The US Department of the Interior has declared the first-ever tier 2 shortage for the Colorado River, meaning Arizona, Nevada and Mexico must further reduce their water usage from 1 January next year.
Arizona will face the largest cut: 592,000 acre feet, or 21% of the state's current river draw, officials said. Restrictions to other states, including California, may follow.
The crisis, which has dropped levels in Lake Mead, the largest reservoir in the US, to an 80-year low of barely one-quarter its 28.9m acre-feet capacity, is threatening the survival of the crucial river basin.
It has also led to potential disruption of water delivery and hydropower production, forcing the federal government to take such drastic action.
The 24m acre-feet Lake Powell, meanwhile, is enduring a similar catastrophe, with the Guardian reporting in July that energy production could halt as soon as July 2023.
An interior department projection that Lake Mead's 1 January level would be below 1,050ft above sea level triggered the declaration of the country's first tier 2 shortage.
Lake Powell's water surface elevation is projected to be at 3,522ft, only 32ft from the minimum needed to generate electricity from hydroelectric operations.
"Every sector in every state has a responsibility to ensure that water is used with maximum efficiency," the interior department's assistant secretary for water and science, Tanya Trujillo, said in a statement. "In order to avoid a catastrophic collapse of the Colorado river system and a future of uncertainty and conflict, water use in the basin must be reduced."
The US Bureau of Reclamation (USBR) warned the seven states - Arizona, California, Colorado, Nevada, New Mexico, Utah and Wyoming - last year to prepare for emergency cuts. In June, officials said the states must figure out how to use 15% less water next year or have cuts imposed on them.
The predicament has prompted tensions between states with different priorities for the water they receive, and talks have failed to yield any agreement.
"There are a lot of different interests at loggerheads. And there's a lot to overcome, and there's a lot of animosity," said Kyle Roerink, executive director of the Great Basin Water Network, told the Los Angeles Times.

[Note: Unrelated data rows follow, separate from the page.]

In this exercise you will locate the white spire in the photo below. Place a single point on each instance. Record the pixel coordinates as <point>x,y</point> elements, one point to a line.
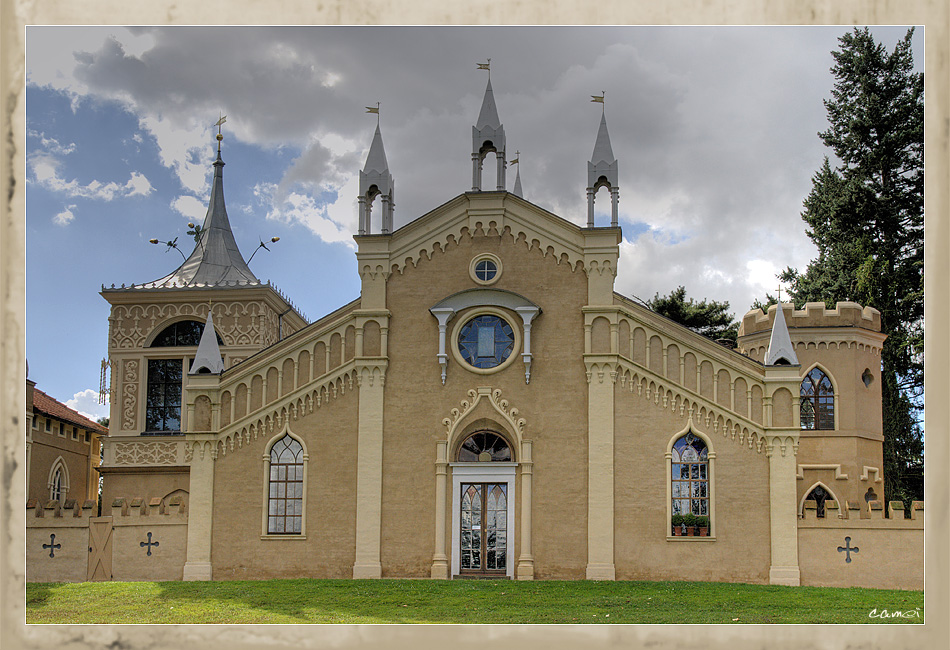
<point>602,172</point>
<point>375,180</point>
<point>488,135</point>
<point>208,356</point>
<point>488,116</point>
<point>376,159</point>
<point>603,153</point>
<point>780,344</point>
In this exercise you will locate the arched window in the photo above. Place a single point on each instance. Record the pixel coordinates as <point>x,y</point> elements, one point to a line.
<point>182,333</point>
<point>817,401</point>
<point>285,487</point>
<point>56,490</point>
<point>690,477</point>
<point>484,446</point>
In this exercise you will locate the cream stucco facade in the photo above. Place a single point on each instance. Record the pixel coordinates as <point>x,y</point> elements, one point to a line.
<point>489,405</point>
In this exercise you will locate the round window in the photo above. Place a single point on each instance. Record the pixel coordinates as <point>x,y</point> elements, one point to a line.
<point>485,268</point>
<point>486,341</point>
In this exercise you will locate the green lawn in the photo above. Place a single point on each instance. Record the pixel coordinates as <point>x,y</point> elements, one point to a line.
<point>458,601</point>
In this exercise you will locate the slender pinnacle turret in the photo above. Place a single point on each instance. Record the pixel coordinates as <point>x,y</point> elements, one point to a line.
<point>602,172</point>
<point>375,180</point>
<point>780,343</point>
<point>208,356</point>
<point>488,135</point>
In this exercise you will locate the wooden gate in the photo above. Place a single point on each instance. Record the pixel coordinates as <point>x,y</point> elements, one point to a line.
<point>100,549</point>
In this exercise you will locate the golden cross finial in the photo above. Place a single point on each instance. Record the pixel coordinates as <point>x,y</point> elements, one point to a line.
<point>221,120</point>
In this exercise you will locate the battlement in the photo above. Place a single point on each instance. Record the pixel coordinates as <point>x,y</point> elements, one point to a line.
<point>865,515</point>
<point>134,507</point>
<point>815,314</point>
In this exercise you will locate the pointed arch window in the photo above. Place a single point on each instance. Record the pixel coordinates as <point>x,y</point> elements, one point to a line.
<point>690,476</point>
<point>819,495</point>
<point>484,446</point>
<point>285,487</point>
<point>817,401</point>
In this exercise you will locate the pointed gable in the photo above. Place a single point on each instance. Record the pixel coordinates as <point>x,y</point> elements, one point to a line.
<point>376,162</point>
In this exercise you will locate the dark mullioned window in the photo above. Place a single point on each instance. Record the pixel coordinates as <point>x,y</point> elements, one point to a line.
<point>690,476</point>
<point>182,333</point>
<point>285,493</point>
<point>817,401</point>
<point>163,398</point>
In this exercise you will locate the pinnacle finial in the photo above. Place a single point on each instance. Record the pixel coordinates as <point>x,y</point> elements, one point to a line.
<point>221,120</point>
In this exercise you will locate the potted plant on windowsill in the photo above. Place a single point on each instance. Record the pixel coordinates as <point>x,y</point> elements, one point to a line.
<point>690,521</point>
<point>677,521</point>
<point>702,522</point>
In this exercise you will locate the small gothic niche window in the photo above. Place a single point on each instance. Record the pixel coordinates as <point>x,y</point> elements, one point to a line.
<point>182,333</point>
<point>819,495</point>
<point>817,401</point>
<point>486,341</point>
<point>285,492</point>
<point>690,476</point>
<point>56,490</point>
<point>484,446</point>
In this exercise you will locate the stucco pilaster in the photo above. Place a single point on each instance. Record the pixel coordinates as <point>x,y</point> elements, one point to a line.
<point>440,561</point>
<point>525,569</point>
<point>200,510</point>
<point>602,374</point>
<point>369,476</point>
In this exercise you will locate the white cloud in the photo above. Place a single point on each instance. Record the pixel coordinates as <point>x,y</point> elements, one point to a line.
<point>65,217</point>
<point>86,402</point>
<point>138,185</point>
<point>329,222</point>
<point>45,168</point>
<point>190,207</point>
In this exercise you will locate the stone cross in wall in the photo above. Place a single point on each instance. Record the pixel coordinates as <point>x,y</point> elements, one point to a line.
<point>51,546</point>
<point>150,544</point>
<point>848,549</point>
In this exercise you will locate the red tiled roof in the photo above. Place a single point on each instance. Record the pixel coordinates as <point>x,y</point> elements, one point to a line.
<point>46,404</point>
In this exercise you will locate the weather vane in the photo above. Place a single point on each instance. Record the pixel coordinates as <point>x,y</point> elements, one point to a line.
<point>372,109</point>
<point>219,137</point>
<point>599,99</point>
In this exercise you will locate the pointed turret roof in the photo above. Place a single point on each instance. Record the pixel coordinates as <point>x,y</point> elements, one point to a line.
<point>376,159</point>
<point>780,343</point>
<point>208,356</point>
<point>488,116</point>
<point>602,150</point>
<point>216,259</point>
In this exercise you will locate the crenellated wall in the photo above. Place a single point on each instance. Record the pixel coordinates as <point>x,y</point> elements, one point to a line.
<point>884,553</point>
<point>138,540</point>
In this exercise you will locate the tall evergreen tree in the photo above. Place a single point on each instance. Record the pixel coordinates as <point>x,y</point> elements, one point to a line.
<point>707,317</point>
<point>865,215</point>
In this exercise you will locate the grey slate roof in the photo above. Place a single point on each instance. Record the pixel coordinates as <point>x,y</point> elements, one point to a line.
<point>216,260</point>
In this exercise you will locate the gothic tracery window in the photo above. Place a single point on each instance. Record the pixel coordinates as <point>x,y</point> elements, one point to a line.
<point>817,401</point>
<point>285,487</point>
<point>690,476</point>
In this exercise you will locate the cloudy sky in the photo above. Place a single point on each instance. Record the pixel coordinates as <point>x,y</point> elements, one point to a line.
<point>715,130</point>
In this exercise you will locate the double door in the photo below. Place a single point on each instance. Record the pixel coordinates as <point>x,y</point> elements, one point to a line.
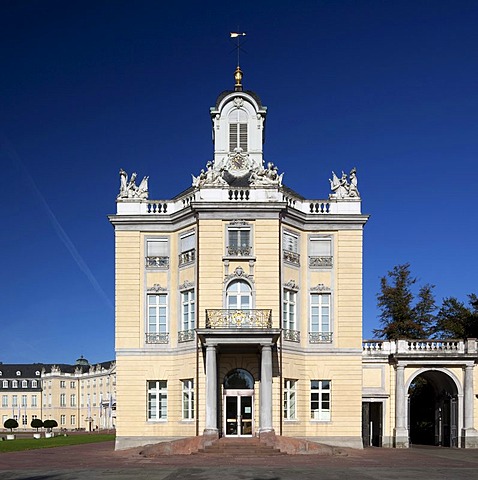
<point>238,413</point>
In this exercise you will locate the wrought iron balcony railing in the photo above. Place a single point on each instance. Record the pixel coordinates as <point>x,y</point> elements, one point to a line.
<point>246,318</point>
<point>320,261</point>
<point>157,338</point>
<point>320,337</point>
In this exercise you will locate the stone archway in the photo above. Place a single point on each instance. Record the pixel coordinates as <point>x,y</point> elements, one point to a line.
<point>433,409</point>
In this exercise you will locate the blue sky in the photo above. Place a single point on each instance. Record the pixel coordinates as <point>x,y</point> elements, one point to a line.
<point>388,87</point>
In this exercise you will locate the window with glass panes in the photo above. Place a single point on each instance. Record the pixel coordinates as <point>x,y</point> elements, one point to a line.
<point>320,400</point>
<point>290,396</point>
<point>320,313</point>
<point>288,310</point>
<point>157,313</point>
<point>238,296</point>
<point>188,399</point>
<point>238,130</point>
<point>188,312</point>
<point>157,399</point>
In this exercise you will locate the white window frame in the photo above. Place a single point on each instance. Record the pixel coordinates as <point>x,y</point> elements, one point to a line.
<point>157,318</point>
<point>187,248</point>
<point>320,252</point>
<point>238,134</point>
<point>239,240</point>
<point>320,317</point>
<point>289,309</point>
<point>188,314</point>
<point>290,399</point>
<point>320,400</point>
<point>188,399</point>
<point>234,290</point>
<point>157,252</point>
<point>157,400</point>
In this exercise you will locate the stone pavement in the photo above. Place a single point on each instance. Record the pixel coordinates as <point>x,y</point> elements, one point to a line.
<point>100,461</point>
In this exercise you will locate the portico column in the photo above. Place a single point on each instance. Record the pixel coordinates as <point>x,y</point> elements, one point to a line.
<point>266,390</point>
<point>401,431</point>
<point>211,390</point>
<point>468,398</point>
<point>469,435</point>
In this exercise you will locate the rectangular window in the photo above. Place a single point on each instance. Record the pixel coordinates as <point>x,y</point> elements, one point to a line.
<point>289,316</point>
<point>157,400</point>
<point>320,330</point>
<point>157,253</point>
<point>320,400</point>
<point>290,396</point>
<point>320,252</point>
<point>238,136</point>
<point>290,247</point>
<point>188,316</point>
<point>157,329</point>
<point>239,241</point>
<point>187,246</point>
<point>188,399</point>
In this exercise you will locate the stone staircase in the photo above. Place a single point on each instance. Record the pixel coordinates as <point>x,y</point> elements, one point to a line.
<point>239,447</point>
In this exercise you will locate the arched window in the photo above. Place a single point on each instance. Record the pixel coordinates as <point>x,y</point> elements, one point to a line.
<point>238,296</point>
<point>239,379</point>
<point>238,130</point>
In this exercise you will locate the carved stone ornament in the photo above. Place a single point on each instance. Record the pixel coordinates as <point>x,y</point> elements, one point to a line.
<point>291,285</point>
<point>157,288</point>
<point>186,285</point>
<point>212,177</point>
<point>266,176</point>
<point>238,102</point>
<point>342,188</point>
<point>129,189</point>
<point>239,273</point>
<point>320,287</point>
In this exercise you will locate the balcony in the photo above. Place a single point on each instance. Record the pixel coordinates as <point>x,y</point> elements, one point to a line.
<point>238,319</point>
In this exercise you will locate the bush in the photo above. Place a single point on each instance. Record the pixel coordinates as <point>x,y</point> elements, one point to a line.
<point>10,423</point>
<point>50,424</point>
<point>36,423</point>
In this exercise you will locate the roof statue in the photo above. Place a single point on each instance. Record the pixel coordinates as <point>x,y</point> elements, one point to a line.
<point>129,189</point>
<point>342,188</point>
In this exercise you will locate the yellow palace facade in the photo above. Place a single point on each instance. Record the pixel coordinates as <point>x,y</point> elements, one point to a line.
<point>239,302</point>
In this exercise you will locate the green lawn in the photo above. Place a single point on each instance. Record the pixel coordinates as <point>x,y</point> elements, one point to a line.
<point>20,444</point>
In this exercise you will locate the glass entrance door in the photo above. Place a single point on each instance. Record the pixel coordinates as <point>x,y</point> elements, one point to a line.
<point>238,414</point>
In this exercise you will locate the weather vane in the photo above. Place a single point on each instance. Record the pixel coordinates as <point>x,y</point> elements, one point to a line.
<point>238,35</point>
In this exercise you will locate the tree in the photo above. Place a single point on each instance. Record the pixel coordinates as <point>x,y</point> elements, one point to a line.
<point>50,424</point>
<point>36,423</point>
<point>456,320</point>
<point>10,423</point>
<point>399,318</point>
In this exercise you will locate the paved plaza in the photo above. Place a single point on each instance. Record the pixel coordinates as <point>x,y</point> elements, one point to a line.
<point>100,461</point>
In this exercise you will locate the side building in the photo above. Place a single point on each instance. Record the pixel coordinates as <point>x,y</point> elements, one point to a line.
<point>239,302</point>
<point>78,397</point>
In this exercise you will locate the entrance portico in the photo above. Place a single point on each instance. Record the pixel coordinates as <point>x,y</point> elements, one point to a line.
<point>241,340</point>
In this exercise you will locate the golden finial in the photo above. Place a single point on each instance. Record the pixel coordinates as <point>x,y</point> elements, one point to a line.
<point>238,79</point>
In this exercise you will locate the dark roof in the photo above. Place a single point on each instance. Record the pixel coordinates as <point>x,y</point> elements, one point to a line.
<point>225,93</point>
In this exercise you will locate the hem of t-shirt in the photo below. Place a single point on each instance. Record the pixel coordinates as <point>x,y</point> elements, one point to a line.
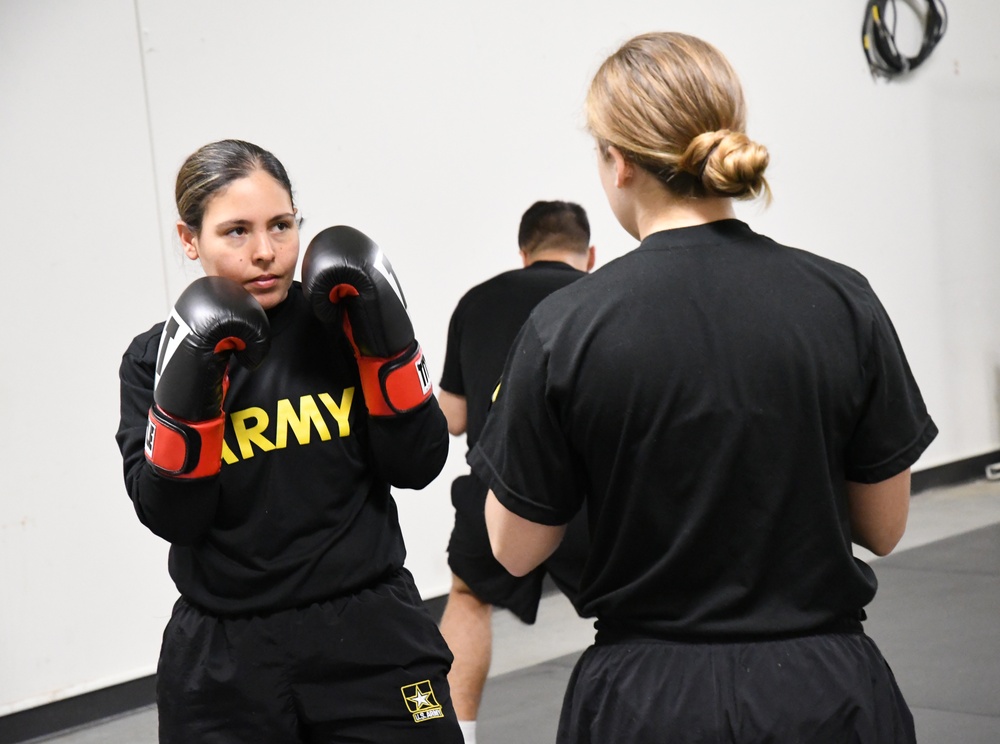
<point>510,499</point>
<point>898,462</point>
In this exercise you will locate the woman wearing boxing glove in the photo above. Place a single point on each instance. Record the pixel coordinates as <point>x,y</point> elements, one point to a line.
<point>252,445</point>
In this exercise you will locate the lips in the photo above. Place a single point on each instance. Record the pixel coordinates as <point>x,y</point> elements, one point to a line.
<point>264,281</point>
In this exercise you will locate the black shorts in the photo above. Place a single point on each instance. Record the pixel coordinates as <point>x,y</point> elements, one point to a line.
<point>371,667</point>
<point>471,558</point>
<point>824,689</point>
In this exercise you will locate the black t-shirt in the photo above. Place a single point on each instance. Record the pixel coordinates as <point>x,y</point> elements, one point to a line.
<point>301,511</point>
<point>485,324</point>
<point>710,392</point>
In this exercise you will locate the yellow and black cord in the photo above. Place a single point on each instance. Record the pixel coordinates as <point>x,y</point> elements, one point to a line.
<point>879,42</point>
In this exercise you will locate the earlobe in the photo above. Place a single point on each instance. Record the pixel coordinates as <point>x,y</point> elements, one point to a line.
<point>188,240</point>
<point>623,168</point>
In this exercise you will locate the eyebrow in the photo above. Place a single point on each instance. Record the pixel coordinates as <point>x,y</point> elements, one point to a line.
<point>229,224</point>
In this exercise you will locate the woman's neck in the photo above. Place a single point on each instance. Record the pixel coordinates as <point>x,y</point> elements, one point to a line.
<point>673,213</point>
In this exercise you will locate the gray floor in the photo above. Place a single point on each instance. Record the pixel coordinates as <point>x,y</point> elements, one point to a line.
<point>936,618</point>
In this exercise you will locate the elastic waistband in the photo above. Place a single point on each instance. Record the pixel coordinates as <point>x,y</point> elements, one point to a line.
<point>616,634</point>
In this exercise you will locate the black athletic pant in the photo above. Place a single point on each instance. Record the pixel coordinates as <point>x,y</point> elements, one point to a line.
<point>371,667</point>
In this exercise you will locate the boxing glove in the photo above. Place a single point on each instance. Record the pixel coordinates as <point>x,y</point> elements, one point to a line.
<point>346,277</point>
<point>214,319</point>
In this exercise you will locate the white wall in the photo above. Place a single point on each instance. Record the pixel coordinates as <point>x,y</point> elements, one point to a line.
<point>431,126</point>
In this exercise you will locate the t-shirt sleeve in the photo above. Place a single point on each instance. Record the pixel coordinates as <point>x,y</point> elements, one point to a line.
<point>451,375</point>
<point>894,428</point>
<point>524,453</point>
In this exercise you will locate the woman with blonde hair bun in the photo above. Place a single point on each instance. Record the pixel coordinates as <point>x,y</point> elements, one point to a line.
<point>733,414</point>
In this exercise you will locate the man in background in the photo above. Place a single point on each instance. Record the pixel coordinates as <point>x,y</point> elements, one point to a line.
<point>554,242</point>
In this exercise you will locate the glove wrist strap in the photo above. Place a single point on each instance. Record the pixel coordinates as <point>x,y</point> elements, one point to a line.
<point>395,386</point>
<point>184,449</point>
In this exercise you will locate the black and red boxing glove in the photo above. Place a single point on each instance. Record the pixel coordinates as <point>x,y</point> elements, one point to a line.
<point>214,318</point>
<point>343,269</point>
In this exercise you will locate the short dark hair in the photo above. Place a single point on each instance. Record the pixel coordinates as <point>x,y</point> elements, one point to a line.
<point>554,224</point>
<point>213,167</point>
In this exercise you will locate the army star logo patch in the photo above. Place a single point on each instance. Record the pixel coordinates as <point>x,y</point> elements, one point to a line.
<point>420,701</point>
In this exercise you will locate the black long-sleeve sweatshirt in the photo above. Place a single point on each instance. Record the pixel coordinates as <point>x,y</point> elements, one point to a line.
<point>301,510</point>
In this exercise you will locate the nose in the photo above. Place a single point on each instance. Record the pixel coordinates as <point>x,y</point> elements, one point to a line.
<point>263,250</point>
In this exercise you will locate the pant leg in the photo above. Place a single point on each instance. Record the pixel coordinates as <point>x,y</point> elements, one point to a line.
<point>221,681</point>
<point>374,669</point>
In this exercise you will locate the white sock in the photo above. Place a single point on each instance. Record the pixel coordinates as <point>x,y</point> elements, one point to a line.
<point>468,731</point>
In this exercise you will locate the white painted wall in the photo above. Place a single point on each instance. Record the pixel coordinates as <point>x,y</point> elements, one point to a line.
<point>431,126</point>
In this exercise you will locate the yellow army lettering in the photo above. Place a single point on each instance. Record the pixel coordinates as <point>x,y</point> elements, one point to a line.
<point>248,425</point>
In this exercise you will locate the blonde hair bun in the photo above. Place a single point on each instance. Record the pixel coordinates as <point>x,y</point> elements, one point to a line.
<point>727,163</point>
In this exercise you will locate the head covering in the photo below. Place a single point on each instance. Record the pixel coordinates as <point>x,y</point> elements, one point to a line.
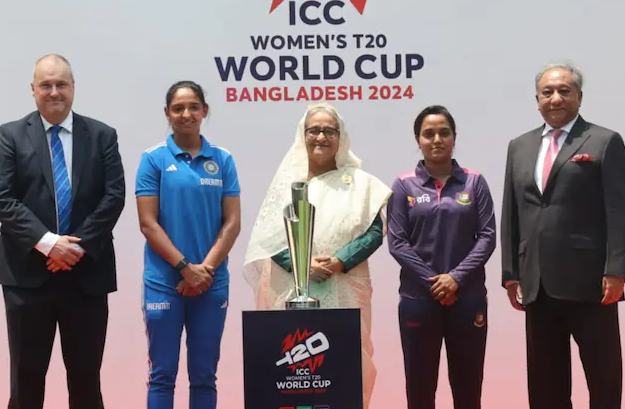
<point>268,235</point>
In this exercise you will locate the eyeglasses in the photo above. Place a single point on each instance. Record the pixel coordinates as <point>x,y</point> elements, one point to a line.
<point>328,132</point>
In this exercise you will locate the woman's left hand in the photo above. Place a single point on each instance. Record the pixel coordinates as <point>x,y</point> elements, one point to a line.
<point>333,264</point>
<point>186,290</point>
<point>444,284</point>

The bureau must now figure the next steps the reclamation bureau commissioner, Camille Touton, can take after the mid-August deadline has passed for the seven Colorado river states to reduce water use by 25%.
Some experts say further cuts will be inevitable, which could affect states further along the basin, including California.
"The system is approaching a tipping point and without action we cannot protect the system and the millions of Americans who rely on this resource," Touton said.
"Protecting the system means protecting the people of the American west."
Together, dire hydrology projections and the deadline for cuts are presenting the western states with unprecedented challenges and confronting them with difficult decisions about how to plan for a drier future.
Some experts see today's action as only a short-term fix. While the USBR is "very focused on just getting through this to next year", any cuts would probably need to be in place far longer, University of Oxford hydrologist Kevin Wheeler said.
"What contribution the science makes is, it's pretty clear that these reductions just have to stay in place until the drought has ended or we realize they actually have to get worse and the cuts have to get deeper," he said.
The seven states and Mexico signed a 2019 agreement to help maintain reservoir levels. The amount of water allocated to states under that plan depends on the water levels at Lake Mead.
Last year, the lake fell low enough for the federal government to declare a first-ever water shortage in the region, triggering a mandatory first wave of cuts for Arizona and Nevada, as well as Mexico, in 2022.
Reservoir levels have been dropping calamitously for years, due to 22 years of drought worsened by the climate emergency and overuse of the river.
A reduction of melting snow in the spring has also reduced the amount of water flowing from the Rocky Mountains, where the Colorado river originates before snaking 1,450 miles (2,334km) south-west and into the Gulf of California.